// the find
arkflow-rs/arkflow
High performance Rust stream processing engine seamlessly integrates AI capabilities, providing powerful real-time data processing and intelligent analysis.
ArkFlow is a YAML-configured stream processing engine built on Tokio and Apache Arrow/DataFusion, positioning itself as a Rust alternative to Benthos/Redpanda Connect. You define pipelines declaratively: pick an input source (Kafka, MQTT, HTTP, databases, Modbus), run data through processors (SQL via DataFusion, Python scripts, VRL, Protobuf), and route to outputs. The AI angle is thin — it's mainly the Python processor calling out to inference code, not built-in model execution despite what the description implies.
Using Apache Arrow as the internal message format is the right call — zero-copy column batches through the pipeline is genuinely fast and SQL queries via DataFusion work directly on that memory layout without serialization. The windowing primitives (tumbling, sliding, session) are first-class buffer types rather than bolted-on afterthoughts, which matters for stateful aggregations. VRL support is a good pick for transformation logic — it's a proven DSL from the Vector ecosystem with good error handling semantics. The plugin architecture is clean: inputs, processors, outputs, and buffers all implement discrete traits, so extending it doesn't require forking core.

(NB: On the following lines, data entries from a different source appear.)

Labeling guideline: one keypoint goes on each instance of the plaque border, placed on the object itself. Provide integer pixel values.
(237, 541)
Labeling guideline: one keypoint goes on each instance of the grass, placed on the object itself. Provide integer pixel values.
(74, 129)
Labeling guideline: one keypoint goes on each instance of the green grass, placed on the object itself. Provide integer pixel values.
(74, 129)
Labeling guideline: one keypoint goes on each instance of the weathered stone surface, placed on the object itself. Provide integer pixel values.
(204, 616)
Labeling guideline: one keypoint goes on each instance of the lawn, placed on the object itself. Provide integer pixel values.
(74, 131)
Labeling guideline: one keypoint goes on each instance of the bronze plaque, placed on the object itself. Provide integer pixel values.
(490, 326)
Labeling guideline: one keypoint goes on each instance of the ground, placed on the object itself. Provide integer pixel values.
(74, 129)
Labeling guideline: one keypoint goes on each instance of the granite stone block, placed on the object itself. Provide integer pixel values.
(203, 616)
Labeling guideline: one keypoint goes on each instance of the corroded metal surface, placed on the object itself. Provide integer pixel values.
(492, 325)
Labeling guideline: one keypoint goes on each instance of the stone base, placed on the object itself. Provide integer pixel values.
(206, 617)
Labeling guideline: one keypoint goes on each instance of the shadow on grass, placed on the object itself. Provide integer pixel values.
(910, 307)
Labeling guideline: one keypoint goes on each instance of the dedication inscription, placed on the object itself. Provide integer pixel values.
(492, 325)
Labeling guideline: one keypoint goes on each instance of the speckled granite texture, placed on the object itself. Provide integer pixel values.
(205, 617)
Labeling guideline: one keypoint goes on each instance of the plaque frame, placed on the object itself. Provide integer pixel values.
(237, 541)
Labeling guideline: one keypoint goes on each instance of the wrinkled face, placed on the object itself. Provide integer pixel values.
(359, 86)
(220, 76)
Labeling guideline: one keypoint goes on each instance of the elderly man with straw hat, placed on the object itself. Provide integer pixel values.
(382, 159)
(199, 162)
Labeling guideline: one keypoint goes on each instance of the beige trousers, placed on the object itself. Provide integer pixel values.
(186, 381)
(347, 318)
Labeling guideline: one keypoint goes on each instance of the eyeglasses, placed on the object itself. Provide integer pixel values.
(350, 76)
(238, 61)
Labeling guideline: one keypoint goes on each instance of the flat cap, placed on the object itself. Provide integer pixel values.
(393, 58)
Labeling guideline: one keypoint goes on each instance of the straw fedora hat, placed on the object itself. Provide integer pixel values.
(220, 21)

The 'AI capabilities' claim in the description is marketing — there's no built-in model runtime; you call Python via subprocess/embedding, which means GIL contention and process overhead that undercuts the Rust performance story. Error routing exists (error_output field) but there's no dead-letter queue or replay mechanism documented, so a bad message that keeps failing will either block or get silently dropped depending on config. Only one production user listed (a Korean company), and the project is at v0.5 — the API surface will move, and the versioned docs already show breaking changes between 0.2 and 0.5. Backpressure handling upstream to Kafka consumers isn't explained anywhere in the README or docs, which is the failure mode that bites people first in production.